Her behavior is in sharp contrast to Anna’s, who physically keeps her distance from Peyton at school lest she be painted with the same brush. After school, Anna arrives at Peyton’s to apologize and makes the confession we’ve all been waiting for: she was forced to leave her last school because of escalating rumors about “my relationship with another girl.” When Peyton asks, “But those are just rumors, right?” Anna turns away and hedges, “It doesn’t matter if they are, you know how high school is. They might as well have been true.”

In other words, Anna doesn’t outright deny it, another telltale TV sign of the gay-teen-in-waiting.

Anna’s coming-out couldn’t come at a better time. Although the number of lesbian and bisexual characters on cable have increased dramatically in the last year, lesbians have all but disappeared on network TV this season, with only Bianca on All My Children and Dr. Kerry Weaver on ER remaining (with very little screen time devoted to their personal lives). This is a significant decline in both the quality and number of lesbian and bisexual women on network TV from only a few years ago.

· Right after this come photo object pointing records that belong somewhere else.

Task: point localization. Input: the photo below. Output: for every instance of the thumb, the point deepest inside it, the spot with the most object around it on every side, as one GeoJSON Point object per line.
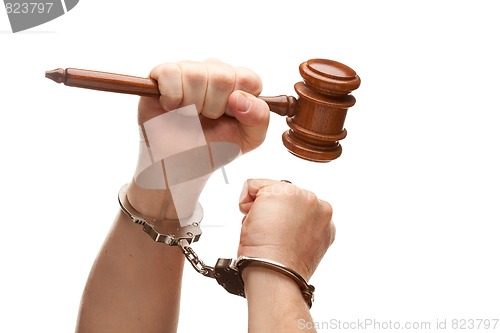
{"type": "Point", "coordinates": [253, 118]}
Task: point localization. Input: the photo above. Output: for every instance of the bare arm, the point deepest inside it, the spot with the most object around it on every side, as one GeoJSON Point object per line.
{"type": "Point", "coordinates": [293, 227]}
{"type": "Point", "coordinates": [135, 283]}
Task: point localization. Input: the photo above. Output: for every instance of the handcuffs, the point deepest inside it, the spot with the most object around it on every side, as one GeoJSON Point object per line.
{"type": "Point", "coordinates": [227, 272]}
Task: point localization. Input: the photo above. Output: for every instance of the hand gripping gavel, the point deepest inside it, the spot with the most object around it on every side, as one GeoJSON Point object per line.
{"type": "Point", "coordinates": [316, 118]}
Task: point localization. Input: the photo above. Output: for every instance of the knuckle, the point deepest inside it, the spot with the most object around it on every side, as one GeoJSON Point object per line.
{"type": "Point", "coordinates": [167, 70]}
{"type": "Point", "coordinates": [223, 78]}
{"type": "Point", "coordinates": [194, 73]}
{"type": "Point", "coordinates": [248, 81]}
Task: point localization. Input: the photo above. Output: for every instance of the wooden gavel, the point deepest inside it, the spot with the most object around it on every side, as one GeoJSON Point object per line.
{"type": "Point", "coordinates": [316, 118]}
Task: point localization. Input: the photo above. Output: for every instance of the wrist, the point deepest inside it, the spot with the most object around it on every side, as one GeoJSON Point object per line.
{"type": "Point", "coordinates": [171, 203]}
{"type": "Point", "coordinates": [263, 285]}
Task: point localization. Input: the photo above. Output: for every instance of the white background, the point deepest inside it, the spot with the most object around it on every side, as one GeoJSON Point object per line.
{"type": "Point", "coordinates": [415, 193]}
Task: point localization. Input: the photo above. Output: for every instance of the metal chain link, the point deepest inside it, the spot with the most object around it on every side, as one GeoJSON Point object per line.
{"type": "Point", "coordinates": [194, 260]}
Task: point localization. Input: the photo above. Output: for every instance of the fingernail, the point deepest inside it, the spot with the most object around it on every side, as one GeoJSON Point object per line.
{"type": "Point", "coordinates": [242, 102]}
{"type": "Point", "coordinates": [244, 192]}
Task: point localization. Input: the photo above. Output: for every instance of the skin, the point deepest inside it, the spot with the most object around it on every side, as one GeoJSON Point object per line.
{"type": "Point", "coordinates": [135, 283]}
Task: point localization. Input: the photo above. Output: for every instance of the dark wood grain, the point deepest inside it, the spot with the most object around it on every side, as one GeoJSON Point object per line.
{"type": "Point", "coordinates": [316, 118]}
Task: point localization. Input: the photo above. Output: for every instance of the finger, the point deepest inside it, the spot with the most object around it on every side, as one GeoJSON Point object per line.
{"type": "Point", "coordinates": [169, 78]}
{"type": "Point", "coordinates": [221, 80]}
{"type": "Point", "coordinates": [249, 192]}
{"type": "Point", "coordinates": [194, 84]}
{"type": "Point", "coordinates": [253, 118]}
{"type": "Point", "coordinates": [247, 81]}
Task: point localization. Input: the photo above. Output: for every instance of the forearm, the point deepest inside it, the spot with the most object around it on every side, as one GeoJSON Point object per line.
{"type": "Point", "coordinates": [275, 302]}
{"type": "Point", "coordinates": [135, 283]}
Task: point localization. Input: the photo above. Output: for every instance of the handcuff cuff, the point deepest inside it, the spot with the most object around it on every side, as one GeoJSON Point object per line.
{"type": "Point", "coordinates": [227, 272]}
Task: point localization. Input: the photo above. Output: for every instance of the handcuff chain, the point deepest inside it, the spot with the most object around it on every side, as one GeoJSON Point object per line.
{"type": "Point", "coordinates": [194, 260]}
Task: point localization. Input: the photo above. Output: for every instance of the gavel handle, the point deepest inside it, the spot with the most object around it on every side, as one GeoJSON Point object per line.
{"type": "Point", "coordinates": [126, 84]}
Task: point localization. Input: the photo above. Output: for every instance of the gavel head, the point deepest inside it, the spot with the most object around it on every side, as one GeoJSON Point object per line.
{"type": "Point", "coordinates": [318, 121]}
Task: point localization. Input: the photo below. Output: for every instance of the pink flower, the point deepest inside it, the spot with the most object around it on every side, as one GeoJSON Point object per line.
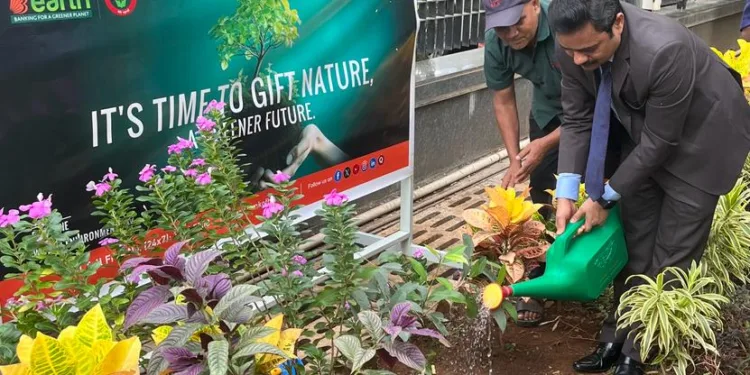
{"type": "Point", "coordinates": [39, 209]}
{"type": "Point", "coordinates": [108, 241]}
{"type": "Point", "coordinates": [111, 176]}
{"type": "Point", "coordinates": [334, 198]}
{"type": "Point", "coordinates": [147, 173]}
{"type": "Point", "coordinates": [281, 177]}
{"type": "Point", "coordinates": [99, 188]}
{"type": "Point", "coordinates": [181, 145]}
{"type": "Point", "coordinates": [419, 253]}
{"type": "Point", "coordinates": [173, 149]}
{"type": "Point", "coordinates": [271, 207]}
{"type": "Point", "coordinates": [205, 124]}
{"type": "Point", "coordinates": [214, 105]}
{"type": "Point", "coordinates": [299, 259]}
{"type": "Point", "coordinates": [9, 219]}
{"type": "Point", "coordinates": [204, 178]}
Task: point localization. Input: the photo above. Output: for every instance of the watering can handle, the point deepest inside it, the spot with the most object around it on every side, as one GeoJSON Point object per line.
{"type": "Point", "coordinates": [569, 234]}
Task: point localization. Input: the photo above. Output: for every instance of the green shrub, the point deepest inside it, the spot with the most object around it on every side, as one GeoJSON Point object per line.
{"type": "Point", "coordinates": [673, 318]}
{"type": "Point", "coordinates": [727, 257]}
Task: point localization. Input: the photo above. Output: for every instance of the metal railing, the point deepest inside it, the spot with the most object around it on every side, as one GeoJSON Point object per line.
{"type": "Point", "coordinates": [449, 26]}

Anna would not only be the first new lesbian character on network TV this season, but the only lesbian character of color; the actress is actually of Peruvian, Puerto Rican, Japanese and Indian descent. There have only been two Latina lesbian characters on network and cable TV, in fact?Weaver’s now-dead partner Sandy (played by Lisa Vidal) on ER and Willow’s girlfriend Kennedy (Iyari Limon) on Buffy.

But as welcome as a new lesbian character would be, since Anna will be the only lesbian character on an already-crowded ensemble series which revolves largely around romantic and familial relationships, it’s hard to see how she will have any kind of prominent storyline after she comes out. (There’s more hope for her future storylines if she comes out as bisexual, but that’s unlikely to happen given that bisexuality is still a major taboo on network television.)

We won’t learn anything more definitive about Anna’s sexuality until at least January 25th, when the series comes back from hiatus. In Anna’s final scene in last night’s episode, she tries to tell Peyton she was inspired by Peyton’s decision to wear the “dyke” T-shirt to school, but Peyton turns her away in anger before Anna can finish her sentence. Now Peyton, and the viewers, will just have to wait to find out where Anna’s inspiration takes her.